I would like to test a number of different genes as to whether a mutation in that gene is significantly associated with a particular group of samples. Thus, for each gene I will perform a Fisher test to compare the number of samples in group A with any mutation in gene 1, vs the number of samples in group B that has a mutation in the same gene. Repeat for X number of genes. Each group consists of 11 samples. However, I note that some of the genes are mutated in very few samples in total, say 1 or 2. In those cases, I could never get a significant p-value regardless of how the instances of this mutation were distributed across the different samples. Is it then a good idea to discard these genes from the test in order to reduce the influence of the false discovery rate correction I will need to perform?
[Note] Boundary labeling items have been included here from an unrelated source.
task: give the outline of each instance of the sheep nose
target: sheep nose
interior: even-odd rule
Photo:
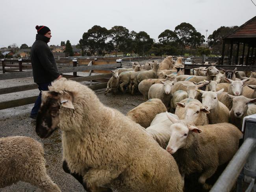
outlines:
[[[170,152],[172,150],[173,150],[173,149],[171,148],[170,147],[168,146],[166,148],[166,151],[167,151],[169,152]]]
[[[240,112],[236,112],[236,114],[237,116],[239,116],[240,114],[241,114],[241,113],[240,113]]]

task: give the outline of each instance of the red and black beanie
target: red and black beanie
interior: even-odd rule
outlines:
[[[35,26],[35,29],[36,29],[37,30],[38,34],[41,34],[41,35],[45,35],[45,34],[46,34],[46,33],[48,33],[48,32],[51,31],[50,29],[47,27],[46,27],[46,26],[43,26],[41,25],[40,26],[38,26],[38,25],[37,25]]]

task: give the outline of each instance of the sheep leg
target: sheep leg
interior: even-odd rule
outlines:
[[[216,167],[210,167],[209,169],[206,170],[203,174],[198,179],[198,182],[203,185],[203,188],[206,190],[209,189],[211,188],[211,186],[205,183],[205,181],[208,178],[210,177],[217,169]]]
[[[100,191],[94,190],[98,190],[99,188],[100,187],[99,186],[104,186],[117,177],[122,172],[121,169],[123,169],[122,167],[119,167],[118,168],[118,170],[115,169],[114,170],[109,169],[91,169],[89,170],[83,176],[83,181],[86,181],[88,189],[91,190],[91,191],[89,190],[89,191],[112,191],[109,188],[105,189],[105,190],[108,190]]]
[[[71,173],[71,171],[68,166],[68,164],[67,163],[67,161],[63,161],[63,163],[62,164],[62,168],[66,173],[70,174],[71,175],[74,177],[78,181],[78,182],[81,183],[82,185],[83,185],[83,188],[86,191],[88,190],[86,184],[83,182],[83,176],[78,174]]]

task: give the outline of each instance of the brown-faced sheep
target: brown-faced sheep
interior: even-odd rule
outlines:
[[[36,133],[46,138],[63,131],[63,159],[70,173],[82,175],[86,190],[182,191],[173,158],[86,86],[62,78],[42,95]]]
[[[174,157],[182,175],[200,173],[198,181],[209,189],[206,180],[219,166],[232,159],[238,149],[242,133],[229,123],[195,127],[167,115],[173,124],[166,150]]]
[[[147,128],[150,126],[156,115],[167,111],[166,107],[160,100],[150,99],[128,111],[126,116],[142,127]]]
[[[46,192],[60,192],[46,173],[42,145],[30,137],[0,138],[0,188],[19,181]]]

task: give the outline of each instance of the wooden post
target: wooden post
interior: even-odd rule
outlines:
[[[222,41],[222,54],[221,54],[221,65],[223,65],[224,61],[224,53],[225,52],[225,41]]]
[[[248,61],[249,61],[249,54],[250,54],[250,45],[248,44],[248,50],[247,52],[247,56],[246,56],[246,61],[245,62],[245,65],[248,65]]]
[[[6,70],[5,68],[4,59],[2,59],[2,68],[3,68],[3,73],[5,73]]]
[[[236,50],[236,60],[235,60],[235,65],[238,64],[238,56],[239,56],[239,48],[240,46],[240,42],[237,42],[237,49]]]
[[[231,41],[230,43],[230,52],[229,54],[229,65],[231,65],[231,62],[232,61],[232,55],[233,54],[233,41]],[[232,63],[233,64],[233,63]]]
[[[243,43],[243,54],[242,55],[242,61],[243,61],[242,63],[239,63],[240,65],[243,65],[243,61],[245,59],[245,43]]]
[[[22,59],[19,59],[19,69],[20,72],[22,71]]]
[[[76,59],[73,59],[73,66],[76,66],[77,65],[77,60]],[[73,72],[73,77],[76,78],[77,77],[77,72]]]

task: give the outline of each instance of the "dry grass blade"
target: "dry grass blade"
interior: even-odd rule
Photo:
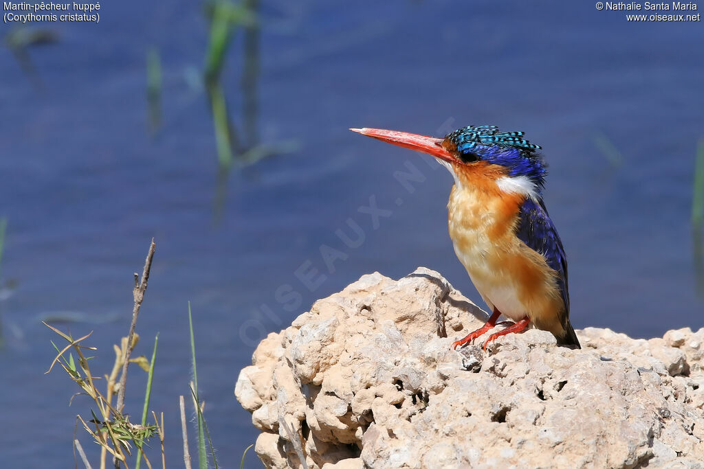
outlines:
[[[188,451],[188,430],[186,428],[186,404],[183,396],[179,396],[178,406],[181,411],[181,432],[183,436],[183,463],[186,469],[191,469],[191,454]]]
[[[44,326],[46,326],[46,327],[48,327],[49,329],[51,329],[51,330],[54,330],[54,332],[56,332],[56,333],[58,333],[58,335],[60,335],[61,337],[63,337],[63,338],[65,338],[66,340],[68,340],[70,342],[68,344],[68,345],[66,345],[65,347],[63,347],[61,349],[61,351],[58,352],[58,354],[56,355],[56,356],[54,359],[54,361],[51,362],[51,365],[49,367],[49,369],[46,370],[44,372],[44,374],[46,375],[46,374],[48,374],[50,371],[51,371],[51,368],[54,368],[54,366],[56,364],[57,361],[58,361],[59,359],[61,358],[61,356],[63,355],[63,354],[67,350],[68,350],[68,349],[71,348],[74,345],[77,346],[77,348],[78,342],[80,342],[81,340],[84,340],[85,339],[87,339],[89,337],[90,337],[90,335],[93,333],[93,331],[91,330],[89,333],[88,333],[87,335],[84,335],[81,338],[77,339],[76,340],[74,340],[70,335],[67,335],[64,334],[63,333],[62,333],[61,331],[60,331],[56,328],[52,327],[52,326],[49,326],[49,324],[47,324],[46,323],[44,322],[43,321],[42,322],[42,323]],[[88,349],[89,350],[95,350],[96,349],[96,348],[94,347],[84,347],[83,348]]]

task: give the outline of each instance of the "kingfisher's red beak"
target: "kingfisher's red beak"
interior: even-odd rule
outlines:
[[[384,129],[350,129],[353,132],[366,135],[368,137],[381,140],[388,143],[393,143],[409,150],[421,151],[444,160],[448,162],[456,162],[455,158],[442,146],[443,139],[429,137],[417,134],[399,132],[396,130],[384,130]]]

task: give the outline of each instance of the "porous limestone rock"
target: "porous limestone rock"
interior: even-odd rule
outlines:
[[[268,468],[704,468],[704,328],[531,329],[453,350],[486,314],[439,274],[363,276],[264,339],[235,387]],[[483,338],[486,338],[484,336]],[[479,341],[477,343],[480,343]]]

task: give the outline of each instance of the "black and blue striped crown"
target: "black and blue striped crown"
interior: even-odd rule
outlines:
[[[532,152],[541,148],[523,139],[524,132],[502,132],[496,125],[468,125],[448,134],[446,139],[457,146],[460,151],[479,143],[491,146],[500,145]]]

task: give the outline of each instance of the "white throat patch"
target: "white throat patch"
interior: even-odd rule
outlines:
[[[496,185],[507,193],[522,194],[534,200],[538,200],[538,186],[527,176],[503,176],[496,179]]]
[[[460,179],[457,177],[457,173],[455,172],[455,168],[452,167],[452,163],[445,161],[444,160],[440,160],[439,158],[438,158],[438,161],[439,161],[443,166],[446,167],[447,170],[450,172],[451,174],[452,174],[452,177],[455,179],[455,185],[457,186],[458,188],[462,187],[462,183],[460,182]]]

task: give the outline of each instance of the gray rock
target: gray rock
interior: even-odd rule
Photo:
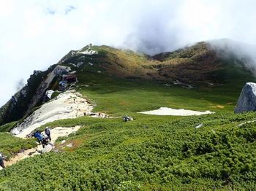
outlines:
[[[247,82],[244,86],[235,108],[235,113],[256,111],[256,83]]]

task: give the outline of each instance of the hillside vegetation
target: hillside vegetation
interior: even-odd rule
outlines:
[[[170,66],[219,63],[220,58],[202,58],[202,50],[188,48],[154,58],[106,46],[93,47],[98,55],[66,56],[65,66],[84,56],[80,68],[71,66],[79,81],[75,89],[95,106],[95,112],[114,117],[82,117],[41,127],[82,126],[57,141],[58,152],[27,158],[1,171],[0,190],[255,190],[256,124],[241,125],[256,120],[255,114],[233,113],[244,84],[255,78],[232,58],[219,60],[222,66],[208,71],[209,82],[217,85],[203,85],[206,79],[197,78],[186,81],[196,85],[187,89],[171,83],[178,79],[167,82],[167,77],[159,74]],[[216,113],[138,113],[161,106]],[[124,122],[124,115],[135,120]],[[203,127],[195,128],[200,124]],[[70,143],[72,147],[67,147]]]

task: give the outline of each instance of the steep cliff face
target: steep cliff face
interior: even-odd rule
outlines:
[[[28,112],[29,105],[39,85],[44,81],[49,71],[34,71],[27,84],[0,109],[0,125],[21,119]],[[40,104],[42,100],[38,100]]]

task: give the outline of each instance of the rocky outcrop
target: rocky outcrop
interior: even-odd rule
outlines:
[[[247,82],[240,94],[235,113],[256,111],[256,83]]]

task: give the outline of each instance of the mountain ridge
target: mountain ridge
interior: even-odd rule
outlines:
[[[222,42],[222,40],[219,41]],[[217,42],[216,44],[219,44],[219,42]],[[227,40],[225,42],[227,43],[227,42],[228,44],[233,43]],[[38,79],[39,83],[30,88],[34,94],[37,91],[37,94],[39,95],[36,100],[34,100],[34,104],[31,104],[31,101],[33,95],[20,96],[22,93],[19,93],[28,89],[30,85],[29,80],[30,82],[34,80],[29,79],[29,85],[27,85],[16,93],[16,96],[15,95],[0,109],[0,125],[20,120],[25,114],[32,111],[35,106],[39,106],[43,103],[45,92],[52,88],[54,84],[56,86],[59,82],[59,79],[53,76],[50,82],[48,82],[49,85],[50,84],[52,85],[45,86],[45,79],[50,72],[53,72],[55,66],[58,65],[71,67],[72,70],[77,71],[78,80],[80,73],[88,72],[91,78],[94,78],[94,75],[97,76],[97,72],[102,71],[105,76],[108,76],[108,77],[115,76],[130,80],[140,79],[167,83],[178,81],[179,83],[188,84],[190,87],[190,85],[192,86],[218,85],[225,83],[225,80],[231,80],[232,77],[230,74],[227,74],[228,70],[235,67],[236,64],[232,63],[236,63],[236,67],[244,72],[242,75],[250,75],[252,79],[252,74],[250,73],[254,73],[255,69],[252,67],[253,66],[252,63],[246,65],[246,61],[249,61],[248,58],[242,60],[241,58],[236,58],[233,55],[227,58],[225,58],[224,55],[219,56],[219,53],[216,50],[216,46],[213,47],[211,45],[213,44],[214,43],[201,42],[192,46],[173,52],[157,54],[154,56],[129,50],[119,50],[106,45],[92,46],[91,44],[79,50],[71,50],[56,65],[53,65],[47,71],[42,72],[44,74],[41,79]],[[222,48],[221,47],[220,50]],[[77,66],[80,64],[83,64],[83,66],[78,67]],[[90,67],[89,65],[91,65]],[[251,68],[248,66],[251,66]],[[41,74],[41,71],[38,74]],[[31,75],[31,78],[33,79],[37,76],[36,74]],[[95,80],[97,79],[94,79]],[[42,87],[42,90],[39,87]],[[55,88],[57,90],[56,87]],[[27,100],[25,101],[26,103],[25,106],[18,106],[17,105],[19,104],[17,103],[24,103],[24,99]],[[13,117],[13,116],[17,117]]]

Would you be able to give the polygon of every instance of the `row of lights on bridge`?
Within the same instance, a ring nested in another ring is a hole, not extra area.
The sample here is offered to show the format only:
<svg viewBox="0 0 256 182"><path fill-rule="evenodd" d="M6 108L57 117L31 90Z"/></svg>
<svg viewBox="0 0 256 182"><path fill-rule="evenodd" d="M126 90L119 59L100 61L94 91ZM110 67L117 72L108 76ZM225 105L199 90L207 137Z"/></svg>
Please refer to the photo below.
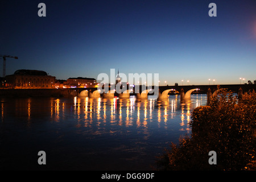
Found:
<svg viewBox="0 0 256 182"><path fill-rule="evenodd" d="M242 80L243 81L243 84L245 84L245 78L240 78L240 84L241 84L241 81ZM209 79L208 79L208 81L209 81L209 85L210 85L210 80L211 80L210 78L209 78ZM212 80L212 81L213 81L213 85L215 85L215 81L216 81L215 79L213 79L213 80ZM183 81L184 81L184 80L181 80L181 85L183 85ZM158 82L160 82L160 80L158 81ZM165 84L166 86L167 85L166 85L166 83L167 83L167 82L166 81L164 81L164 84ZM189 84L189 80L187 80L187 82L188 83L188 84ZM138 81L138 83L139 84L139 81ZM146 84L146 83L147 83L147 82L145 81L144 84ZM106 84L106 83L104 83L104 84ZM128 82L127 82L127 84L129 84ZM111 83L111 84L113 85L113 83Z"/></svg>

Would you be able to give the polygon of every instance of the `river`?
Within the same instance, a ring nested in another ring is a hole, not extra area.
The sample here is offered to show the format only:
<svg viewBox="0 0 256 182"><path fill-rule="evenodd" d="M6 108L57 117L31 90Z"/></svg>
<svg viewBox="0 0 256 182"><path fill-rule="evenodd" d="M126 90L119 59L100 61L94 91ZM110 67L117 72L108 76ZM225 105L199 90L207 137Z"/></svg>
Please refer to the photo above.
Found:
<svg viewBox="0 0 256 182"><path fill-rule="evenodd" d="M154 170L155 157L189 135L193 109L206 94L158 102L70 98L1 100L0 169ZM46 154L39 165L38 152Z"/></svg>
Or can it be considered "fishing" for significance? What is a sensible cutoff for the number of mutated instances to demand in that case? Using an online Fisher test, I note that one can only get a significant p-value when there are at least 5 mutated instances present (in the most optimistic scenario of all mutations belonging to one group). Would it then be wise to use a minimum of 5 mutated samples as a criterion to consider a gene for testing? (I'm asking because it is very easy to find excuses when something looks borderline significant after FDR correction...)
The statistical principle you are looking for is "independent filtering". If you google for "independent filtering gwas" you will get some ideas.
The key element is that your filtering should be performed on a metric independent on the test statistic.